Él se unió a ella, sus cuerpos encontrándose como piezas de un rompecabezas que siempre habían estado destinadas a encajar. Cada movimiento, cada caricia, cada susurro hablaba de un amor profundo y sincero. No había prisa, solo un deseo mutuo de entregarse el uno al otro por completo, de compartir un momento que trascendiera lo físico y se convirtiera en algo eterno.

Clarissa lo miró a los ojos mientras sus manos se aferraban a los hombros de Edward. Mientras recibía las estocadas de su esposo.

—Te amo, Edward. Nunca pensé que algo tan puro pudiera existir.

—Y yo a ti, Clarissa. Eres mi todo —respondió él antes de besarla de nuevo, sellando su promesa con un gesto cargado de emoción.

Ambos se perdieron en el deseo de saciar sus cuerpos, en un ritmo constante y ella solo podía gemir el nombre de su amado, mientras el entraba y salía, llenándola por completo. Llegando al éxtasis puro, cuando finalmente descansaron, sus cuerpos entrelazados bajo las sábanas, Edward besó la frente de Clarissa y la abrazó con fuerza.

—Este es solo el comienzo, mi amor —dijo, su voz un susurro lleno de promesas—. Cada día será más hermoso que el anterior contigo a mi lado.

La noche avanzó mientras la pareja se perdía en caricias y besos. Sus risas suaves llenaban la habitación, mezclándose con los susurros de palabras tiernas. Edward era paciente y atento, asegurándose de que cada momento fuera especial para ambos. Clarissa, exhausta pero feliz, sonrió contra su pecho antes de dejarse llevar por el sueño.
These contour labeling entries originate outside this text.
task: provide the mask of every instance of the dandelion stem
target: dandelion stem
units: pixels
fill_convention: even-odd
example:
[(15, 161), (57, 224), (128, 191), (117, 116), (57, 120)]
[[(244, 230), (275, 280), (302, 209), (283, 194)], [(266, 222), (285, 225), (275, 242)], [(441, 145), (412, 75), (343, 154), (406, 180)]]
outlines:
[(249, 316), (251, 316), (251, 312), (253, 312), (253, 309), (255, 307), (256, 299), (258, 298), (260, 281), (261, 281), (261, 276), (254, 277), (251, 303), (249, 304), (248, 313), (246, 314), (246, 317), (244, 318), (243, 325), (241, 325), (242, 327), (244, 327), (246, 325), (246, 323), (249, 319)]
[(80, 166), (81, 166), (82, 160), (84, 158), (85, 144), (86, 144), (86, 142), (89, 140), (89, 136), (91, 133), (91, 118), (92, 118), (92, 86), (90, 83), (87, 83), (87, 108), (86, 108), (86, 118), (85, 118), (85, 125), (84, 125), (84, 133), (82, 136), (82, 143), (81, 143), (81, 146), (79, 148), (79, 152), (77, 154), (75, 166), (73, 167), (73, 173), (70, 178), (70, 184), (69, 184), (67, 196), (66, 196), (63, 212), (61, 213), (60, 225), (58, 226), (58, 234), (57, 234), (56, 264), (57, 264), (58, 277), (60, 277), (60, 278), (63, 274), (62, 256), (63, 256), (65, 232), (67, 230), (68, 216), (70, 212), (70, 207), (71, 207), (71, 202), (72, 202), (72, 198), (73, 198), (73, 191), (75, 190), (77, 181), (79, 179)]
La noche se cerró alrededor de ellos, un refugio seguro para un amor que acababa de comenzar, pero que ya era eterno.

Finalmente, cuando ambos estaban agotados pero felices, Edward se tumbó junto a Clarissa, abrazándola con fuerza contra su pecho.

—Nunca pensé que podría amar a alguien tanto como te amo a ti, Clarissa —murmuró, su voz cálida y tranquila.

Ella levantó la vista para mirarlo, sus ojos brillando con emoción.

—Yo tampoco, Edward. Nunca creí que el amor pudiera ser así, tan real, tan profundo.

Él le besó la frente y acarició su cabello mientras la luz de las velas se desvanecía lentamente, dejando que la oscuridad y la paz de la noche los envolvieran. Juntos, se durmieron entrelazados, soñando con el futuro que construirían juntos.